Deere & Co. v. Bush Hog, LLC
703 F.3d 1349
| Fed. Cir. | 2012Background
- The district court construed “into engagement with” to require direct contact and granted summary judgment of noninfringement against Deere on the ’980 Patent.
- The ’980 Patent discloses an easy-clean, dual-wall deck that forms a torsionally stiff box to keep debris off the deck and improve cleaning.
- Claim 1 requires the upper deck wall to slope and engage the lower deck wall, with connectors providing engagement.
- Accused Bush Hog and Great Plains products use intermediate connectors between upper and lower deck walls, not direct contact.
- The court vacated the district court’s “into engagement with” construction, reversed the noninfringement grant, and remanded for further proceedings; it also addressed validity and claim indefiniteness issues, and later streamlined other constructions.
Issues
| Issue | Plaintiff's Argument | Defendant's Argument | Held |
|---|---|---|---|
| Meaning of “into engagement with” | Deere argues for broader engagement including indirect contact. | Bush Hog/Great Plains argue engagement requires direct contact. | Engagement can be indirect; district ruling vacated. |
| Rotary cutter deck as a claim limitation | Preamble supports Deere’s broader definition excluding consumer lawn mowers. | Preamble not limiting; no exclusion of prior art. | Rotary cutter deck is a claim limitation; Deere’s broader scope rejected. |
| Substantially planar indefiniteness | Substantially planar is unclear. | Term is indefinite. | Substantially planar is not indefinable; doctrine affirmed. |
| Easily washed off indefiniteness | “Easily” is a meaningful, objective standard. | Vagueness renders indefinite. | Not indefinite; intrinsic evidence provides guidance. |
| Doctrine of equivalents vitiation | Deere can rely on equivalents despite missing literal element. | Vitiation bars equivalents when element is absent. | District court erred; vitiation does not bar reasonable equivalence. |
Key Cases Cited
- Phillips v. AWH Corp., 415 F.3d 1303 (Fed. Cir. 2005 (en banc)) (claims read in context of entire patent; avoid importing limitations from spec.)

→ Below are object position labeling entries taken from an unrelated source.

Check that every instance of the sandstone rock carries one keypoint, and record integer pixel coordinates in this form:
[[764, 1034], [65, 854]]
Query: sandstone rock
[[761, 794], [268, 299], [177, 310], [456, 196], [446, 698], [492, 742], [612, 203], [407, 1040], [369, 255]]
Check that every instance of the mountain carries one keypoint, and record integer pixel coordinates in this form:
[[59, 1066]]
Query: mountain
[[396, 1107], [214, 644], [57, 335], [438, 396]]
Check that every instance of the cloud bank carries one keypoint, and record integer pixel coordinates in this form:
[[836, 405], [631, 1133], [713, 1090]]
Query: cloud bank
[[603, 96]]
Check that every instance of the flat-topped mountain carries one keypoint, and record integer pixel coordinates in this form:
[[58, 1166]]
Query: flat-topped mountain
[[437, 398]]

- Vitronics Corp. v. Conceptronic, Inc., 90 F.3d 1576 (Fed. Cir. 1996) (claims interpreted by intrinsic evidence; dictionary meaning alone insufficient.)
- Warner-Jenkinson Co. v. Hilton Davis Chem. Co., 520 U.S. 17 (U.S. 1997) (doctrine of equivalents requires element-by-element analysis.)
- TurboCare Div. of Demag Delaval Turbomachinery Corp. v. Gen. Elec. Co., 264 F.3d 1111 (Fed. Cir. 2001) (indirect contact can be equivalent to direct contact for “contact” term.)
- Sage Prods., Inc. v. Devon Indus., Inc., 126 F.3d 1420 (Fed. Cir. 1997) (limits on applying the doctrine of equivalents to avoid overbroad coverage.)
- Datamize, LLC v. Plumtree Software, Inc., 417 F.3d 1342 (Fed. Cir. 2005) (indefiniteness analysis; relative terms not necessarily fatal.)
- Ecolab, Inc. v. Envirochem, Inc., 264 F.3d 1358 (Fed. Cir. 2001) (relative terms like ‘substantially’ are common and definable.)
- Poly-America, L.P. v. GSE Lining Tech., Inc., 383 F.3d 1303 (Fed. Cir. 2004) (relative term interpretation guiding claim scope.)